Steven Sapp appeals the denial of his motion filed pursuant to Florida Rule of Criminal Procedure 3.800(a), in which he argued that the trial court failed to fully credit him with time served prior to the revocation of his probation. We agree that the sentence imposed failed to afford the proper credit, and therefore reverse and remand.

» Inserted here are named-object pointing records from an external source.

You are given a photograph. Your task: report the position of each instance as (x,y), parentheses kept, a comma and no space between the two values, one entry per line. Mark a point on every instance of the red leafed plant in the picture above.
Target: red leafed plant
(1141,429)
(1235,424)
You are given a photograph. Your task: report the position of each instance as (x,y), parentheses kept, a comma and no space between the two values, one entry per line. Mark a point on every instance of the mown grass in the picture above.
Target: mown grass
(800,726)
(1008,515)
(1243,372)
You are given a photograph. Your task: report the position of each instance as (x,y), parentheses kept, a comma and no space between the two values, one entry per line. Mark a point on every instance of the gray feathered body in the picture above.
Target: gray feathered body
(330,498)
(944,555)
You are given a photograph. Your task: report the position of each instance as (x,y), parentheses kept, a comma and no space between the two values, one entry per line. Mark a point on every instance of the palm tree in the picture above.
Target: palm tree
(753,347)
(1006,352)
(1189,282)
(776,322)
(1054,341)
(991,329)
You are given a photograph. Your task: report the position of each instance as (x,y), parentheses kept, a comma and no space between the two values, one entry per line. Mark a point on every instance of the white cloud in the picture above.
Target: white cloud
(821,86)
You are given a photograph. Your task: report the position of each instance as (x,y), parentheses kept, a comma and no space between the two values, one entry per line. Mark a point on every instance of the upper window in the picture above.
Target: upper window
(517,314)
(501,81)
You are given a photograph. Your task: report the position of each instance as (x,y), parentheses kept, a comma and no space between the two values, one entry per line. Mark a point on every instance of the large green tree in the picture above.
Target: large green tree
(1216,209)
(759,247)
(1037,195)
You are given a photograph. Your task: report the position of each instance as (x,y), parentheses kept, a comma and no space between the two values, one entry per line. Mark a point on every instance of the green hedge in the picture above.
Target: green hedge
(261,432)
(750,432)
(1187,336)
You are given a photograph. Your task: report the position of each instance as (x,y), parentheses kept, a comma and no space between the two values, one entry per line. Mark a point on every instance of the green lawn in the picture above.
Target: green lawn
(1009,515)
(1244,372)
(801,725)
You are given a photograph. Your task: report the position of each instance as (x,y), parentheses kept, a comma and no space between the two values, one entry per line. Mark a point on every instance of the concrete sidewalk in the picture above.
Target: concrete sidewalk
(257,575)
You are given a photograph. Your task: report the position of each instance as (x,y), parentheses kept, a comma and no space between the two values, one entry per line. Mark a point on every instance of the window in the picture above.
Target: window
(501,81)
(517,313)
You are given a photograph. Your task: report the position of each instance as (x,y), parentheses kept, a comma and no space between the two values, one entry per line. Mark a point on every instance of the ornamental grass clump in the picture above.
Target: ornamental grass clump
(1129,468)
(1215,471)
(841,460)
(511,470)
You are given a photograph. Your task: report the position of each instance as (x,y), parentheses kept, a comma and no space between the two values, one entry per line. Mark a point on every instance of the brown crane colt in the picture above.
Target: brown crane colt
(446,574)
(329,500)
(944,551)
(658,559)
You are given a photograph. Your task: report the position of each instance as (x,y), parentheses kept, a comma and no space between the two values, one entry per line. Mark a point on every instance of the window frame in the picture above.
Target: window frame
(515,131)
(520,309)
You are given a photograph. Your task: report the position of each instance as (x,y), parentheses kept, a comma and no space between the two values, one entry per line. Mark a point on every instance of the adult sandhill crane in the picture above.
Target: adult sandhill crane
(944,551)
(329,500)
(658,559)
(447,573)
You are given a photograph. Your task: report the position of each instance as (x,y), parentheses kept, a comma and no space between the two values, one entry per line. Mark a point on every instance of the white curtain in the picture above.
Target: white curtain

In 1989, Sapp received a split sentence of incarceration followed by a term of probation for the offense of robbery with a firearm. Upon revocation of his probation, Sapp was resentenced to a term of incarceration, and was allowed credit for “all time previously served at DOC in this case.” The Department of Corrections, however, advised Sapp that in recalculating his sentence, it did not credit him with unforfeited gain time earned during his prior incarceration because the trial court did not expressly authorize such credit. The department’s memorandum advising Sapp of this fact suggested that he may wish to petition the trial court for this credit, which he did through the motion at issue here. In considering same, the trial court concluded that the sentence imposed after violation of probation already afforded Sapp the credit he sought, and therefore denied relief.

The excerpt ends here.